ふと『夢想』の最終章を、ルソーがヴァラン婦人との思い出を語るところから始めていることを思い出した。たしかこの小品が彼の絶筆であったはずだ。稀代の変態にして革命の起爆剤となったこの天才は、死ぬ間際まで青春時代に好きだった女のことを考えていたのである――おそらくは少なくない数の男がそうであるように。そして、僕はこの思想家を嘲笑する権利をまったく有していない。

 

すでにその日は過ぎてしまったが、昨日はかつて深く深く恋慕した人の誕生日であった。10年以上も会っていないけれど、生きていれば40歳になっているはずだ。
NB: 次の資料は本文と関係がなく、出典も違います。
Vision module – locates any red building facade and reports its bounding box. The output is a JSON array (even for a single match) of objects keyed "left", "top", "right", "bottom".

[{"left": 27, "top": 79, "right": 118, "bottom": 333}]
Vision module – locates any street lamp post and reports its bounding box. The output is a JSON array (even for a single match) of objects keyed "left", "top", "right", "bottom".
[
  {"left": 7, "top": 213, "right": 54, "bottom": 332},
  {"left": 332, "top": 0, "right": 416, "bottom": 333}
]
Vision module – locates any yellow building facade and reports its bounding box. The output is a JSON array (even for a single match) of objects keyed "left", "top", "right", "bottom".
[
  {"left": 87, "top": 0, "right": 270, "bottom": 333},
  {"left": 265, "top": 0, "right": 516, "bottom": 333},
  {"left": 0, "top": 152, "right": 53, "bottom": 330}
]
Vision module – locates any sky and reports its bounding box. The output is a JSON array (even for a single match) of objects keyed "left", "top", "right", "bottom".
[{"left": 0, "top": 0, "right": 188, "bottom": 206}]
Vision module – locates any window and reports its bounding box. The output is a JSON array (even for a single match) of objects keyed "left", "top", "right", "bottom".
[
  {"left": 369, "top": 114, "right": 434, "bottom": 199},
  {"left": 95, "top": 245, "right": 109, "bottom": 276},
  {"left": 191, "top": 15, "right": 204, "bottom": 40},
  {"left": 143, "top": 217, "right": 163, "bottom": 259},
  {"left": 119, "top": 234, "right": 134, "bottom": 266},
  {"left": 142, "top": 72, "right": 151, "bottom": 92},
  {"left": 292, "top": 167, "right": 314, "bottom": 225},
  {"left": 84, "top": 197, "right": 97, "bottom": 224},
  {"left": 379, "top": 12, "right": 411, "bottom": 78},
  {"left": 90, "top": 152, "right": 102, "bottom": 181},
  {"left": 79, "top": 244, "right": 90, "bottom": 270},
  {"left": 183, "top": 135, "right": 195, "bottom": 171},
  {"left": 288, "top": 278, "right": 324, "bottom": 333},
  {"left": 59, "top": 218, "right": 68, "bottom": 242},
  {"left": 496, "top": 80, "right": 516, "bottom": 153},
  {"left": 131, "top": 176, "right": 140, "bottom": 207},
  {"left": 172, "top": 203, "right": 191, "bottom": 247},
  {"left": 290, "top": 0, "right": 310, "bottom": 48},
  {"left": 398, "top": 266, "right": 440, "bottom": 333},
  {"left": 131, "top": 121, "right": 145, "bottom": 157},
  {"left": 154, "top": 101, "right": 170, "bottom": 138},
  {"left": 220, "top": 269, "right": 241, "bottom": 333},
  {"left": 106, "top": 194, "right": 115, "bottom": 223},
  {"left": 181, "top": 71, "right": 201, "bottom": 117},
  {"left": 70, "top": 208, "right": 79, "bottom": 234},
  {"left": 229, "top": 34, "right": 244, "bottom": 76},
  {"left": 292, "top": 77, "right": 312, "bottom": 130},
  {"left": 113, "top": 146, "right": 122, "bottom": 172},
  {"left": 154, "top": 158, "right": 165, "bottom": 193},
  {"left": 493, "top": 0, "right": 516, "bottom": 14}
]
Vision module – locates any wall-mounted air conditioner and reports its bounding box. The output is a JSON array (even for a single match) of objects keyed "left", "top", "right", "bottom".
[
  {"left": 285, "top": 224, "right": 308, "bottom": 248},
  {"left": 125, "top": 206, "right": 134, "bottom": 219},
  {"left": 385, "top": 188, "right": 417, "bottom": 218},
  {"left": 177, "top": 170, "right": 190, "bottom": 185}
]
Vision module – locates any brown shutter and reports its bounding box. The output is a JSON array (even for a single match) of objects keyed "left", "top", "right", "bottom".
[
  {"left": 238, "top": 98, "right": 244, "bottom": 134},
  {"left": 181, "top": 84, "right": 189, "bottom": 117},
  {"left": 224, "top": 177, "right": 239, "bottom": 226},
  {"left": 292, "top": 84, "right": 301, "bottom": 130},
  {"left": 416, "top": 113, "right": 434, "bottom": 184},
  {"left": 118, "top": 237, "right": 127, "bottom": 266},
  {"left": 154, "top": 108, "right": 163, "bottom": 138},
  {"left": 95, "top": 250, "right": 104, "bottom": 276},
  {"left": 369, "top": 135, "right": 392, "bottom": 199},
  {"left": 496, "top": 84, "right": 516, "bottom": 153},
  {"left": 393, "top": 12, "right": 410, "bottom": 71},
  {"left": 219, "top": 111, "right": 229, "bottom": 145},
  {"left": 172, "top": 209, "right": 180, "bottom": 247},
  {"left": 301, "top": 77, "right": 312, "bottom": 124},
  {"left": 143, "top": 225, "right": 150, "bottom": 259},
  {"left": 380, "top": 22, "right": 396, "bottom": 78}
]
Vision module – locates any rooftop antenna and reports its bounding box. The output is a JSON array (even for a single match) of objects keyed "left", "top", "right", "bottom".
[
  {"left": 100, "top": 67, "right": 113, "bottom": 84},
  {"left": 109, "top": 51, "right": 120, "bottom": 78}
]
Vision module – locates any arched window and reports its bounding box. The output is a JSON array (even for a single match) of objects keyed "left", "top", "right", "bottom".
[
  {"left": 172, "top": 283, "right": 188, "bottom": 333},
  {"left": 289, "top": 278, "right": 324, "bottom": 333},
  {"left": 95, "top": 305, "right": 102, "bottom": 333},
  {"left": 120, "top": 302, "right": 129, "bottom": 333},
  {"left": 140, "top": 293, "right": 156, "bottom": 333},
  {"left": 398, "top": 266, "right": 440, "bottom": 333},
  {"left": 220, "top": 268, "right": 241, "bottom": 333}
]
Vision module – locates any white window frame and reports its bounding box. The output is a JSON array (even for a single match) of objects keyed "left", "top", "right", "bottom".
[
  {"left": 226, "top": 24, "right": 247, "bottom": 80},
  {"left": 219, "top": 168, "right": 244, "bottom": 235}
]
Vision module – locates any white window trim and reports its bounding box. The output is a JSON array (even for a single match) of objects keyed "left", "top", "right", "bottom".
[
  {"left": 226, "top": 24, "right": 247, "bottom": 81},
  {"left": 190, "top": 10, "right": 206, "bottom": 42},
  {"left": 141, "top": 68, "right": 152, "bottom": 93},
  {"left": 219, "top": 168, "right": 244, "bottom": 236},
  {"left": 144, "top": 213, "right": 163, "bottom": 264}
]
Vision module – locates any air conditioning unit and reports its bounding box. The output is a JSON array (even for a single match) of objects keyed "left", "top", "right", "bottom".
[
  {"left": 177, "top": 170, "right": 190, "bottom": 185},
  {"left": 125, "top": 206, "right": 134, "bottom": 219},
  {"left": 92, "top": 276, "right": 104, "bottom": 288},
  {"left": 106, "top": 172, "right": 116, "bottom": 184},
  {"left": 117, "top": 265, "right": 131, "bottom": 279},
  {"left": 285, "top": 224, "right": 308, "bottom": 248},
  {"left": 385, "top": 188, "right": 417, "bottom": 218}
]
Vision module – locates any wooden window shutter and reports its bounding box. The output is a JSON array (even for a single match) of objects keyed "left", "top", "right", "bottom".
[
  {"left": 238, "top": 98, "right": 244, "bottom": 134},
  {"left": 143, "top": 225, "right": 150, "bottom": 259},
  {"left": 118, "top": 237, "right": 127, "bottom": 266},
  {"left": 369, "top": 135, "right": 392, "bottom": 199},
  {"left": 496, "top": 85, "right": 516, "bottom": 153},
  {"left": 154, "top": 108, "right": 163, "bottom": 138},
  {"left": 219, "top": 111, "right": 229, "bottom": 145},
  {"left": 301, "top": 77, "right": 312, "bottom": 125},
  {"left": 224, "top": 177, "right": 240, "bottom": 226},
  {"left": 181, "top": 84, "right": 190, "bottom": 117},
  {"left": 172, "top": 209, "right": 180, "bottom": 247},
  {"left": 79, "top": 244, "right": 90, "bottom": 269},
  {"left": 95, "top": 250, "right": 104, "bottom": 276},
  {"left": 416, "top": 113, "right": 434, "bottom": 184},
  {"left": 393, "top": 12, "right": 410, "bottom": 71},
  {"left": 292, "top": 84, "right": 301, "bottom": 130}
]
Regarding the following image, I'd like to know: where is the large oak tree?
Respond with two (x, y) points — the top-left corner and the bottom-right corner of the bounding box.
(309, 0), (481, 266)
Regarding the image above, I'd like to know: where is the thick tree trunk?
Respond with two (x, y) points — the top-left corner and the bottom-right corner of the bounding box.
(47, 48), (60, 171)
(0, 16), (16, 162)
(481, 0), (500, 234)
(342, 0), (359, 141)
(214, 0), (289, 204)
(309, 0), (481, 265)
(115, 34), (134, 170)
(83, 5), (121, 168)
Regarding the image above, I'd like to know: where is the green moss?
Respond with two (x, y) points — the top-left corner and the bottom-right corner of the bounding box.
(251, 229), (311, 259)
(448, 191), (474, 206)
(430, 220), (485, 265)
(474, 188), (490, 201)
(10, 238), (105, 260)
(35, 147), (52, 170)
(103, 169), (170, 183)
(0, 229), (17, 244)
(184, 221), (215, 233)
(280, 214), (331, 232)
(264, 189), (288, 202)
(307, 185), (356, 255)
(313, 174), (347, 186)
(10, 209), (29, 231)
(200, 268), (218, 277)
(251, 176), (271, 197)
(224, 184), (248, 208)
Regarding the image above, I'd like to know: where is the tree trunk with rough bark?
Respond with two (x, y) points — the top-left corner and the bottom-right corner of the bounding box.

実質上自宅に軟禁されているという事実と相まって、時の重みが背中にのしかかってくる。40歳、10年――決して長くはない人生という尺度で測れば、どちらもそれなりの時間である。時は残酷なまでに淡々とメトロノームを刻んでいるのだ。けれども、交わされた感情や言えなかった言葉――それらの負債は未だ僕の中で保存され続けている。おそらくは死ぬまでずっと。その意味では、デュラスが”L’amant”で書いているように、僕もまた「25歳で年老い」てしまったのかもしれない。

 

こんな日は生産活動などするものじゃない。早めにベッドに行って、現在という時間軸の中に自分を沈めるべきなのだ。でもその前に少しだけブラームスを聴いてみよう。僕が自分の最後の青春と呼ぶもの、そんなものにほんの少し思いを馳せつつ。